Albert York, Reclusive Landscape Painter, Dies at 80
Edge of the Forest (Ca. 1963)
Bread and Wine (ca. 1966)
I had not intended to come back on a sad note, but was sorry to learn of the death of Albert York, an American artist whose work I know primarily through a profile of him that appeared in The New Yorker in 1995.
Here's some of what The New York Times had to say in its obituary, published this morning:
Rarely measuring more than 12 inches on a side, Mr. York’s paintings evoke a world in which time and art seem to stand still or even move backward through history. His trees had the symmetry of those in Renaissance paintings. His images of a single cow or dog evoked the manner of Dutch or English painters. His occasional figures might be robed or turbaned as in earlier times, or accompanied by a skeleton signaling life’s brevity. He frequently zeroed in on small vases of flowers, recalling late Manet, and even went so far as to do his own rendition of Manet’s “Olympia.”

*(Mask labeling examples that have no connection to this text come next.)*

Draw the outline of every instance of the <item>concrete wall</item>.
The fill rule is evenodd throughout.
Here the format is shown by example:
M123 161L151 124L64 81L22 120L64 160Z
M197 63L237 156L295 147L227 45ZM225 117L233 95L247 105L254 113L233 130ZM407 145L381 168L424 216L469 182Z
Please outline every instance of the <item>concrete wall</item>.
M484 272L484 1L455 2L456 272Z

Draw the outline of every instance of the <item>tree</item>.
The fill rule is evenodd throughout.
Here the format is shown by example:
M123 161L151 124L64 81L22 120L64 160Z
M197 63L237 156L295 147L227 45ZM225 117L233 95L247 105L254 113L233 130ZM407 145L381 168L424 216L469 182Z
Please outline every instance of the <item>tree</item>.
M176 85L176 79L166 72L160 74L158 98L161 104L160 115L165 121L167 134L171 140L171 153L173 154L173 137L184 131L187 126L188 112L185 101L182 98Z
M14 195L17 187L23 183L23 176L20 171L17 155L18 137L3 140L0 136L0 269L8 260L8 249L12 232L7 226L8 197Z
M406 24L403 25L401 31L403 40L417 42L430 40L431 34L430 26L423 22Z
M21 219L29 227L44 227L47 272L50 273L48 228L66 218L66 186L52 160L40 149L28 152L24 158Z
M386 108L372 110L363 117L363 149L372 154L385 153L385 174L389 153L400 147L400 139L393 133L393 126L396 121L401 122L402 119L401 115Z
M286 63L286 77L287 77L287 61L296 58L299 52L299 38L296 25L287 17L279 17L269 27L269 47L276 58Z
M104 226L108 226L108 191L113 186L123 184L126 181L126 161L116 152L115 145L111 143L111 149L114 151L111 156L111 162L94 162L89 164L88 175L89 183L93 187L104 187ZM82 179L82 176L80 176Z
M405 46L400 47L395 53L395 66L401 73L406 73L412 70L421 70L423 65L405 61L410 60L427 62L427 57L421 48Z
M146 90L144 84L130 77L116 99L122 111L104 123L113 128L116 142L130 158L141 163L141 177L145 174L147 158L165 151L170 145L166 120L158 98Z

But his paintings’ geometric simplicity, flatness of form and workmanlike brushwork exuded a quiet modernity, as did their wholeness of composition and feeling. In the catalog to a 1975 York exhibition at Davis & Long, the critic and painter Fairfield Porter wrote, “Certainly part of the strong emotional appeal of these paintings” is that Mr. York “is not clever, and in no sense superior to the nature of his medium or the nature of the subject, but that he is at one with both.”